The Senior Project Planning Report
Identify The Project
Describe the specific project at its most basic level, including circumstances which may complicate the project and/or make it unique.
Analyze The Project
- Break the project idea down into its component parts. Consider this from inception to completion.
- Consider any parts which cannot be solved.
- Define the project’s goal. What is the ultimate reward, profit or significant learning you hope to gain from the project?
- What research will be necessary to complete your project?
- How will you document your learning?
Identify The Alternatives
- How many solutions to the project exist?
- Without prioritizing, create a list of possible pathways to complete the project while still achieving the project’s main goal.
Identify The Criteria
- Criteria are identifiable factors which help one to either select or eliminate possible alternatives. Your criteria are the factors upon which you will base your evaluation of which pathway is best for your project.
- After careful analysis of both your project goals and available resources, what are your criteria for identifying the best pathway?
- In detail, define each individual criterion as it applies to both you and your project. Be as complete as possible.
“A Few Hints”:
This should be an easy section, but it really seems to trouble most students. The criteria are reasons why you chose to select the alternative you did. In other words, did you choose a particular alternative because it was the only one you could afford? Then “cost” would be one of your criteria. If the other alternatives could not be completed in a reasonable amount of time, then “time” would be one of your criteria as well. Get it?
Evaluate The Alternatives
- Rate each possible pathway against the criteria you have established. Be thorough!
- Accounting for current needs and circumstances, convincingly demonstrate one pathway is clearly the best possible solution to accomplish the project’s primary goals.
“A Few Hints”:
This part is fairly straightforward if you completed the two previous sections correctly. Simply take the alternatives you have identified and then rate them against the criteria you have identified. Each alternative should be evaluated against ALL of your criteria. Hopefully, the results will show that you have selected the best method for completing your Senior Project.
In brief, identify the problem, its relative importance, and your plan to implement a solution.
“A few hints”:
This is a very brief summary of your entire project, no more than a paragraph at best. This is an important section because it is the first thing anyone will read when evaluating your work. This Abstract sets the tone for the entire paper. Many students give very little attention to this section because it is so short; however, this should be an example of your finest writing. Spend the extra time necessary to make this small piece of writing shine. Be sure to have several people read this section.
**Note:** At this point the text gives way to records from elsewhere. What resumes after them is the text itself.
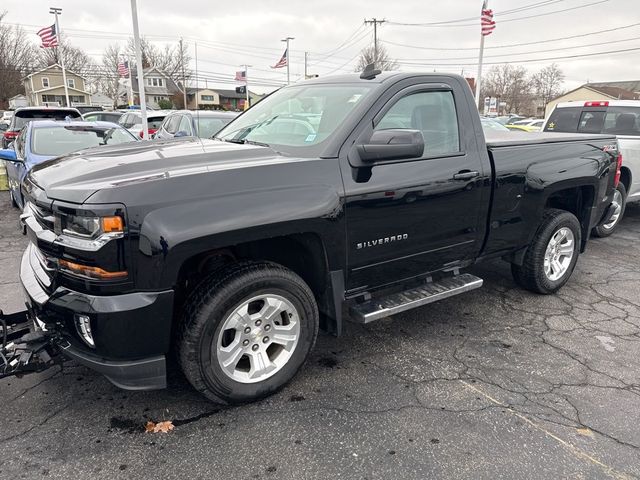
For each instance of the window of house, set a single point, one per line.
(433, 113)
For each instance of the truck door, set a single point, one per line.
(414, 216)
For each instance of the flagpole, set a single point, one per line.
(141, 95)
(246, 83)
(479, 77)
(55, 12)
(288, 56)
(131, 100)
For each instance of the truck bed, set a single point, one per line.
(496, 139)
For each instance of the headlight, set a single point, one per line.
(91, 227)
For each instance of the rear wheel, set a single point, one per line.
(14, 204)
(552, 255)
(619, 203)
(246, 331)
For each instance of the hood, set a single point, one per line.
(74, 178)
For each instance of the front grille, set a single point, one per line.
(44, 216)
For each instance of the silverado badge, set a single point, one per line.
(382, 241)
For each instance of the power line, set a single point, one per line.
(525, 61)
(475, 24)
(526, 53)
(514, 44)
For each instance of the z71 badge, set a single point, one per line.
(382, 241)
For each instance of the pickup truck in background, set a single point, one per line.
(613, 117)
(375, 190)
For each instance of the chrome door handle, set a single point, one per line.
(465, 175)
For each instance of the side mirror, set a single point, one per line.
(9, 154)
(392, 144)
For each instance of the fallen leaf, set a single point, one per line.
(164, 427)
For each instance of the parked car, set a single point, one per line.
(102, 116)
(88, 108)
(24, 115)
(6, 117)
(45, 139)
(132, 121)
(185, 123)
(515, 118)
(529, 125)
(489, 124)
(226, 251)
(616, 117)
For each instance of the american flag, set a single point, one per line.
(282, 62)
(486, 20)
(123, 68)
(48, 37)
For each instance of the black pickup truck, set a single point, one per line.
(373, 191)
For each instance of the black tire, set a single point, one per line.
(14, 204)
(530, 275)
(213, 301)
(602, 231)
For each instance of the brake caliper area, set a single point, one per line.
(25, 350)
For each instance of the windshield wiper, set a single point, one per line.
(242, 141)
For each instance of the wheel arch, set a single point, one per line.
(303, 253)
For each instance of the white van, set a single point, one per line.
(619, 117)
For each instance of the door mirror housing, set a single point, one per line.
(392, 144)
(9, 155)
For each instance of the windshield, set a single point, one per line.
(207, 127)
(300, 116)
(616, 120)
(56, 141)
(25, 116)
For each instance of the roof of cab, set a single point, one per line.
(380, 78)
(45, 123)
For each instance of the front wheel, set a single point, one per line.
(552, 255)
(246, 331)
(619, 203)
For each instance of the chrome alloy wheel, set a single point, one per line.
(559, 253)
(258, 338)
(617, 210)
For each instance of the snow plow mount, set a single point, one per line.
(24, 349)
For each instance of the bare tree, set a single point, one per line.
(170, 59)
(547, 83)
(17, 57)
(109, 81)
(383, 62)
(511, 85)
(75, 59)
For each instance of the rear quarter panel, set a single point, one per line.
(526, 176)
(630, 148)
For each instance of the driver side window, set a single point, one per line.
(433, 113)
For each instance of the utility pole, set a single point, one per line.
(246, 83)
(141, 95)
(287, 40)
(375, 23)
(58, 11)
(184, 80)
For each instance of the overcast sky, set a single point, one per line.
(250, 31)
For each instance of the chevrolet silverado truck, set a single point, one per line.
(373, 192)
(614, 117)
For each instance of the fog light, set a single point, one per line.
(83, 326)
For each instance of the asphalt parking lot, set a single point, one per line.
(497, 383)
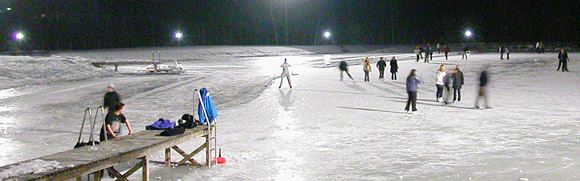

It’s best if you ask people who know nothing about your project before they read it, then see if they “get it.”
The Senior Project Written Report
Describe the implementation process of your project. Give a detailed account of your activities from the initial first steps through the final stages of the plan. Be certain to account for all necessary research and provide documentation for as many aspects of your work as possible.
“A few hints”:
This is one of the longer sections of the written report, about 1000 words if the process of completing your project took much time. Hopefully, you have completed the project itself by this time. If you have not completed the project, you will have to use some guesswork anticipating the steps necessary to complete your work. The format for this is known as a process essay, basically a “how to” paper describing how you completed your Senior Project. If you have written a process essay in previous classes, go over your work to review the proper format. Remember how you decide to organize this section is very important. The two best methods of organization are either chronological or task oriented. This means you can organize your paragraphs by how you worked on your project throughout the calendar year, or you can organize by how you completed each major task.
Evaluate The Outcome
This is a complete evaluation of the effectiveness of your project. Using clearly defined criteria, evaluate both the success of your initial vision and the value of the project as an educational experience. Your report must define success, assign value, and provide evidence through clear and robust documentation.
“A few hints”:
If you know how to write a standard evaluation essay, you should be fine on this section. This is perhaps the longest written portion of the plan, averaging more than 1000 words. Selecting the proper criteria is very important. Make sure your learning stretch is your
key criterion, as this is one of the elements factoring in most heavily during grading.
Have Questions About Organizing Your Evidence? Look Here!
The Senior Project Website
This is where you provide any additional material supporting the work described in your report, such as timelines, work breakdown structure, charts, video logs, emails, texts, activity log, etc. This is also the section of your report which will provide required documentation of your research in a properly formatted Resources Consulted Page, Activity Log, Timeline, and Self-Evaluation.
“A few hints”:
This section of the report is often overlooked by students until the last few weeks. However, the “digital evidence box” weighs heavily in determining your final project grade. If you simply collect and organize your evidence as you go along, this is an easy way to give your project grade a real boost. If you wait too long, building your website may seem to be an overwhelming task. Save everything associated with work done on your project. It can all be useful later. Keep in mind how organizing your material may be an important factor in determining your documentation score. Cross-reference the materials on your website with statements made in your written report.